Más de un centenar de sacerdotes han participado esta mañana en la Santa Misa Crismal, celebrada en la Catedral de Ávia. En ella, han renovado sus promesas sacerdotales, y se han bendecido los Sagrados Óleos. Era la primera Misa Crismal de nuestro Obispo D. José María, que ha señalado que, por ello, este día era "muy especial".

En su homilía, Mons. Gil Tamayo ha recordado la importancia de testimoniar a Cristo en la sociedad, sacerdotes y laicos, pues desde el instante en que somos bautizados tenemos esa impronta de hacer presente a Cristo en medio de los hombres. "Todo el pueblo de Dios participa del sacerdocio. Somos 'otros Cristos', por nuestra condición de bautizados. Esa realidad es la que hoy se hace presente". Una realidad que exige ser evangelizadores en el mundo actual, pues "tenemos enconmendada la misión de Jesús, y esa misión es la que da sentido a nuestra vida". Y se dirigía a los sacerdotes de nuevo para alentarles: "nosotros tenemos que revivir esta realidad. Vosotros, junto a este obispo novato". 

"La Lectura de hoy es una palabra de ánimo - continuaba - en un momento en el que parece que tenemos que pedir perdón por lo que somos. No olvidemos que nuestra dignidad proviene del Señor (...) Pediría que hoy tomemos en consideración el don que nos ha dado el Señor, porel que estamos llamados a ser santos". Por ello, ha recordado a los sacerdotes que es necesario "renunciar a nuestros propios intereses", "cuidar la Palabra de Dios", y "vivir en comunión".

Ante el hecho de que fueran a renovarse las promesas sacerdotales en esta celebración, el Obispo  apuntaba que renovar significa "conversión, hacer las cosas nuevas. Por eso es necesario una mirada a nuestra propia vida, a nuestra realidad. No es una renovación de un contrato por un año: es la respuesta a una llamada, a servir en la Iglesia y en la sociedad". Un momento, también, para hacer examen de conciencia y "pedir perdón por esos hermanos nuestros que no han sido fieles y han manchado nuestra condición de sacerdotes. Pero no lo hacemos porque nosotros nos creamos mejores, sino porque sabemos que el Señor es quien nos ha sostenido".

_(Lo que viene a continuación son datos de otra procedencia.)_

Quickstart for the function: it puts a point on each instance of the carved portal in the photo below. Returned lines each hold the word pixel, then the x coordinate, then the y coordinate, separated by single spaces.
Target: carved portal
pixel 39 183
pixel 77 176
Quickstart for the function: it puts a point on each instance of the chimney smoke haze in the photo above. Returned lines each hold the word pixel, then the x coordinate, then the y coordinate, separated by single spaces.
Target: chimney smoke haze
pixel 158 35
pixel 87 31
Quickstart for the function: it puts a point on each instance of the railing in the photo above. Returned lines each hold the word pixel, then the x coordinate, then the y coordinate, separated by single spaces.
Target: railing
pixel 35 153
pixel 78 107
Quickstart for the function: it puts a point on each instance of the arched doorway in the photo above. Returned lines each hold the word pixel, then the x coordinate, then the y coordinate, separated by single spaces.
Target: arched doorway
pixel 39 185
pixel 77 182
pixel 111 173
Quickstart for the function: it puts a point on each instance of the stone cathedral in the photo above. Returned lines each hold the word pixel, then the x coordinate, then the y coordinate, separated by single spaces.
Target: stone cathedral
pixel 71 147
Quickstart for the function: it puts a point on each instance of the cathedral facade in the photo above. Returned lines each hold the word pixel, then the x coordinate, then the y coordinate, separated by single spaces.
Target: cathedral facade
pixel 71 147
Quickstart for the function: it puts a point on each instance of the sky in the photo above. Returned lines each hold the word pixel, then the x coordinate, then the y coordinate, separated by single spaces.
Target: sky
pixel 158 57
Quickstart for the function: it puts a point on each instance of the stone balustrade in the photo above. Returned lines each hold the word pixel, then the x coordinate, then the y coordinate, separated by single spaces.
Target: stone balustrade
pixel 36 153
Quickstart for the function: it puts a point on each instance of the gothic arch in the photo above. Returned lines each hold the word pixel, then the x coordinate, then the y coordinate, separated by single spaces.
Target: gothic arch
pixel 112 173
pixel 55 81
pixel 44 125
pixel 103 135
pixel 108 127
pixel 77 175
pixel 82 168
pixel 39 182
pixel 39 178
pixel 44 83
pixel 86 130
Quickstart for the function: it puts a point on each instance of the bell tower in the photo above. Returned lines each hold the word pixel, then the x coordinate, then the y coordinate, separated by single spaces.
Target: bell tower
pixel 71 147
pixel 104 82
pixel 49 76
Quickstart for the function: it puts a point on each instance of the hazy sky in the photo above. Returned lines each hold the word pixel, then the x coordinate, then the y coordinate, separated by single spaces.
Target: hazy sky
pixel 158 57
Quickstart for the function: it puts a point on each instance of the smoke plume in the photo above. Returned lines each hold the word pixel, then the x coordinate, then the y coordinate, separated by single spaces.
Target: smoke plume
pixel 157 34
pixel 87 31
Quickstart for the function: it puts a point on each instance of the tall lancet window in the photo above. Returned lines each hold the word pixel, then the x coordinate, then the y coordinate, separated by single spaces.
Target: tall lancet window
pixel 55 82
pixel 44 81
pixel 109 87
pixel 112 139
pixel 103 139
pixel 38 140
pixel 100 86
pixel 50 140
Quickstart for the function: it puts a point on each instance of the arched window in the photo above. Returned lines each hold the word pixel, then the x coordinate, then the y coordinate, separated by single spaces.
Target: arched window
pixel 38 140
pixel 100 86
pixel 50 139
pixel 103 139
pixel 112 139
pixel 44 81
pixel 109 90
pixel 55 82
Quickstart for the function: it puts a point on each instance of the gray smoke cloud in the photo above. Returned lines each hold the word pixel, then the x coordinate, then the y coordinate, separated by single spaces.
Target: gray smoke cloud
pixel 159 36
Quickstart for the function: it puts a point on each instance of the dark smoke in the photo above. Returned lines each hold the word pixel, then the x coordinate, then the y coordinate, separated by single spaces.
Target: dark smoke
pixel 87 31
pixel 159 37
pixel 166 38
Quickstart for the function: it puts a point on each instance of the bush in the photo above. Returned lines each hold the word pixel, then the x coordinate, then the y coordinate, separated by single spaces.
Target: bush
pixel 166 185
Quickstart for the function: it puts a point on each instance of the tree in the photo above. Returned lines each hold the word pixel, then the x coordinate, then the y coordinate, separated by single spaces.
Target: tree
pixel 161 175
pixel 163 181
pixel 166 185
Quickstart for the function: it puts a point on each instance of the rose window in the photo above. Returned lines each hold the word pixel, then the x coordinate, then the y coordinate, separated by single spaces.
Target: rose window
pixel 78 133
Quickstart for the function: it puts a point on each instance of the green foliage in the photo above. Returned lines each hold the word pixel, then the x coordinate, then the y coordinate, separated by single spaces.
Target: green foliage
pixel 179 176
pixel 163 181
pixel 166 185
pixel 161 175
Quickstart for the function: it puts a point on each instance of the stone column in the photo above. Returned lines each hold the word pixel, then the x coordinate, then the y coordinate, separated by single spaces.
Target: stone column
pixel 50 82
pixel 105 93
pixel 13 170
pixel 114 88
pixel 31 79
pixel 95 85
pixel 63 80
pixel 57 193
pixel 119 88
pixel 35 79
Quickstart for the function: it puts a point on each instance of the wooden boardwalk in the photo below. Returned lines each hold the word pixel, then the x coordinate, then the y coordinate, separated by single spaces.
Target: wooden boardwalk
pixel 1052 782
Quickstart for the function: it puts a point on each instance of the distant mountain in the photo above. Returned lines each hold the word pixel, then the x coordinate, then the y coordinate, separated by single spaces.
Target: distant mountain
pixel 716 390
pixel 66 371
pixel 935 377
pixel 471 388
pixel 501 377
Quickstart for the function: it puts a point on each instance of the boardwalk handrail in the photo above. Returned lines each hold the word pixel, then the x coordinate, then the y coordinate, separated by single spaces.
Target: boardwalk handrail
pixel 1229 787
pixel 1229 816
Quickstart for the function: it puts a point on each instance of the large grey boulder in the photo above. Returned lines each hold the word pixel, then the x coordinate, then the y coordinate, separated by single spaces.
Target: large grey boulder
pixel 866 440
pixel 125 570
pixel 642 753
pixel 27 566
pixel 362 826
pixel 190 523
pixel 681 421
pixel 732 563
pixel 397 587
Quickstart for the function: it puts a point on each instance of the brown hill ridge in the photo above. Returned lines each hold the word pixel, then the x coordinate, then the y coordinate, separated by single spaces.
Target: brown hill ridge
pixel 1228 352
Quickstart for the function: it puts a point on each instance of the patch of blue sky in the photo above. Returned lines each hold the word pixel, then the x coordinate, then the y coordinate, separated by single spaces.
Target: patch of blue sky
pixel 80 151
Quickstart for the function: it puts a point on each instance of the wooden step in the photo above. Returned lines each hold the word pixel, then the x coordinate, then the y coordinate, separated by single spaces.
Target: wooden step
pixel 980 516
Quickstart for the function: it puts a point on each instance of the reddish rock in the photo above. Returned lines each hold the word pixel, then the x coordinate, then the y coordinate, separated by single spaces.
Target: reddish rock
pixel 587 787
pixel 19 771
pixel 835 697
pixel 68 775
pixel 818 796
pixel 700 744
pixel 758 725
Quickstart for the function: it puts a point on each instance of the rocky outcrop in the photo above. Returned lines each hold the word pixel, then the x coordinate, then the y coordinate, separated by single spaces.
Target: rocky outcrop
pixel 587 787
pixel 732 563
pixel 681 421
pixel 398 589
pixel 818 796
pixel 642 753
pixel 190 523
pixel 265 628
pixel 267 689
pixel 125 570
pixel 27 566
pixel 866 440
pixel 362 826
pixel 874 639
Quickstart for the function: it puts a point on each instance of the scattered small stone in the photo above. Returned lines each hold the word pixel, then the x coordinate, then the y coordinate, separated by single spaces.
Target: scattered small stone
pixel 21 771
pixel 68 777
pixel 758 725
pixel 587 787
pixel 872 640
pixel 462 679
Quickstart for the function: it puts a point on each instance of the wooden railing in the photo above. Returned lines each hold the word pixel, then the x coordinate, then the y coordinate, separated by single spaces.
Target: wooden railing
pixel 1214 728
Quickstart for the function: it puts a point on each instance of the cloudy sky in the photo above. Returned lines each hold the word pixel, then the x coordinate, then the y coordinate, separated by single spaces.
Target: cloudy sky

D. José María ha dado las gracias en reiteradas ocasiones a los sacerdotes por su fidelidad "a esta diócesis de Ávila, por vuestro amor a la Iglesia, por hacer presente a Cristo en la pequeñez de nuestros pueblos, en nuestras realidades. Especialmente, gracias a los sacerdotes mayores, porque a pesar de los años continúan con esa fidelidad a la Iglesia y con su servicio y entrega generosa".

EMERGENCIA VOCACIONAL

También ha tenido palabras nuestro Pastor para la situación de escasez de vocaciones al sacerdocio, que ha calificado como "emergencia vocacional". "Desde que vine a esta diócesis en diciembre, he enterrado ya a 6 sacerdotes. Y esto me apena profundamente. No podemos permanecer al margen, como si esto no fuera con nosotros". Por ello, ha anunciado que todos los jueves se realizará una oración especial por las vocaciones en todas las Misas de todos los templos de las diócesis, pues, según apuntaba, "tenemos que ser mendicantes de vocaciones".

"OS NECESITO"

Bromeaba D. José María con el hecho de que sabe "mucho de obispos" (ha trabajado durante décadas en la Conferencia Episcopal), "pero sé poco de obispo. Necesito aprender, que vosotros me ayudéis. Os necesito, hermanos sacerdotes. Todos somos corresponsables de esta Iglesia que camina en Ávila".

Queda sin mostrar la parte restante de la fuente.